[Python-Dev] 2.2=>2.3 object.__setattr__(cls,attr,value)

Guido van Rossum guido at python.org
Tue Nov 18 23:50:33 EST 2003

> In 2.2 I was able to call object.__setattr__(cls,attr,value)
> where cls is a new-style type (first argument of a classmethod),
> and attr and value are the name and value of a class attribute I want to 
> create programmatically.  I just upgraded to 2.3 but now when I try it I 
> get
> >>> class foo(object):pass
> ... 
> >>> object.__setattr__(foo,'foo',None)
> Traceback (most recent call last):
>   File "<stdin>", line 1, in ?
> TypeError: can't apply this __setattr__ to type object
> Instead I apparently have to call
> >>> type(foo).__setattr__(foo,'foo',None)
> Anyway, my question: no harm done here because this was in undeployed 
> code and I've found a workaround, but shouldn't this have at least been 
> mentioned in "What's New in Python 2.3"?  Or maybe this is one of the 
> some-other-change-with-far-reaching-consequences things that was 
> mentioned and I just don't see the connection?

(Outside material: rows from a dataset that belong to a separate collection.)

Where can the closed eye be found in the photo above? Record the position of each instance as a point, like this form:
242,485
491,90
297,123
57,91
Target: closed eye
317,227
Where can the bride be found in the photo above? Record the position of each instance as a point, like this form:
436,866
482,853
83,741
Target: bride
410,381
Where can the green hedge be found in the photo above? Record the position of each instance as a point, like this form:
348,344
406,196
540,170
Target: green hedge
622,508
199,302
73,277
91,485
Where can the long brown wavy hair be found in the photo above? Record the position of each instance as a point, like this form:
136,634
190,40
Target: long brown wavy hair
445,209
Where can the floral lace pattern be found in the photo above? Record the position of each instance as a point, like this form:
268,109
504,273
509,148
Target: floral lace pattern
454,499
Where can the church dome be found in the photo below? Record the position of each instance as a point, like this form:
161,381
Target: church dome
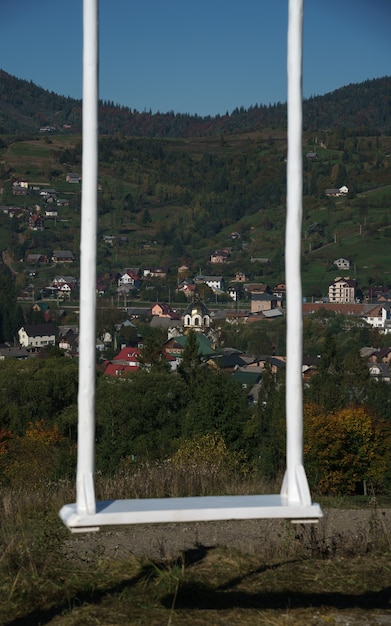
197,308
196,316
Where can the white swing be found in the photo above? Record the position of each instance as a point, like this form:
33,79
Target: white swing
294,500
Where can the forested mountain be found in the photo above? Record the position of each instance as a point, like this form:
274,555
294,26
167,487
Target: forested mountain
25,108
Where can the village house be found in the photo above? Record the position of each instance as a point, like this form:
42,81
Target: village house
72,178
36,336
214,282
219,256
261,302
155,272
342,263
342,290
161,309
127,360
64,284
188,288
334,193
379,317
129,277
68,339
240,277
12,352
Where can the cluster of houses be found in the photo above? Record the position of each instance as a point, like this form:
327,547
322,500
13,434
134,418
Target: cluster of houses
244,368
48,196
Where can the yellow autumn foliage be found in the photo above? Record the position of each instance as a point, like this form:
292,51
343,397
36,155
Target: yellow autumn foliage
344,448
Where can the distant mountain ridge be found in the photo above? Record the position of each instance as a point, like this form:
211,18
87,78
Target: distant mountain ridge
26,108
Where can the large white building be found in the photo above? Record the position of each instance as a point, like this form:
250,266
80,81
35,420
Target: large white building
342,290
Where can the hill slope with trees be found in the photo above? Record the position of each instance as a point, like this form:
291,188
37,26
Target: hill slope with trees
25,107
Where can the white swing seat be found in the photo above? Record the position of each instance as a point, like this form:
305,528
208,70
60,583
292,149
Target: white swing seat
198,509
294,500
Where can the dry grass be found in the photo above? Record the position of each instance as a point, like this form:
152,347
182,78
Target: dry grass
300,582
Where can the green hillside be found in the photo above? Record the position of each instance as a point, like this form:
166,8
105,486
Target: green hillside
170,201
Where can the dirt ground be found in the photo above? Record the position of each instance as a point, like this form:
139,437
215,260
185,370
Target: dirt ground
341,532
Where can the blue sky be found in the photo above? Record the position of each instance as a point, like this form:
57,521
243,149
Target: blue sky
195,56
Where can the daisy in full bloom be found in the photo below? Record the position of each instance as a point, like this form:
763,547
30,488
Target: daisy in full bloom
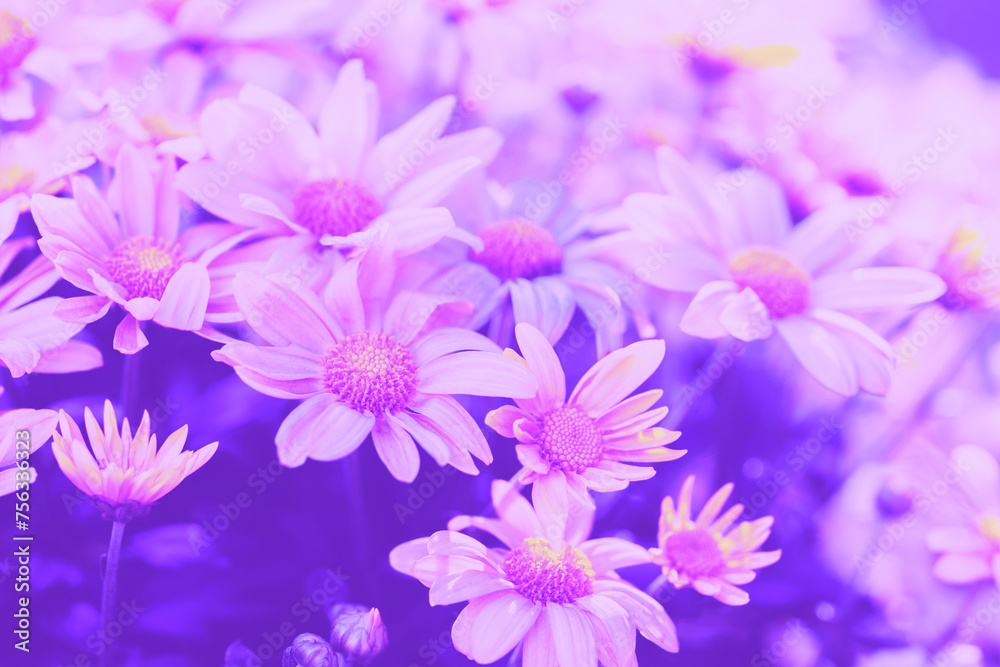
539,272
137,259
31,427
126,473
556,591
708,552
360,369
754,274
587,442
32,338
338,186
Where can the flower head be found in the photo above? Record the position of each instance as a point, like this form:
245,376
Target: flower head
358,632
122,472
548,586
137,259
707,551
753,273
363,369
589,440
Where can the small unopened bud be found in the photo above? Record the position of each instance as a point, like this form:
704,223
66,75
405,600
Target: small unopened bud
358,632
309,650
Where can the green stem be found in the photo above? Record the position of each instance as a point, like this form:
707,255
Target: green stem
110,592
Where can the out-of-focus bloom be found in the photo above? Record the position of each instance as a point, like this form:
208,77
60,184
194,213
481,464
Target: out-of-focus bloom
126,473
138,260
548,586
309,650
340,186
32,428
32,338
361,370
971,552
706,551
754,274
588,441
358,632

I think this was a side effect of closing a hole that allowed using
object.__setattr__ to set attributes on built-in classes.  A quick
look didn't reveal anything in NEWS, but the 2.3 NEWS file is truly
huge, so it may be there. :-(  Andrew Kuchling's "What's New" doesn't
claim completeness...

I think this was fixed in a later version of 2.2 too BTW.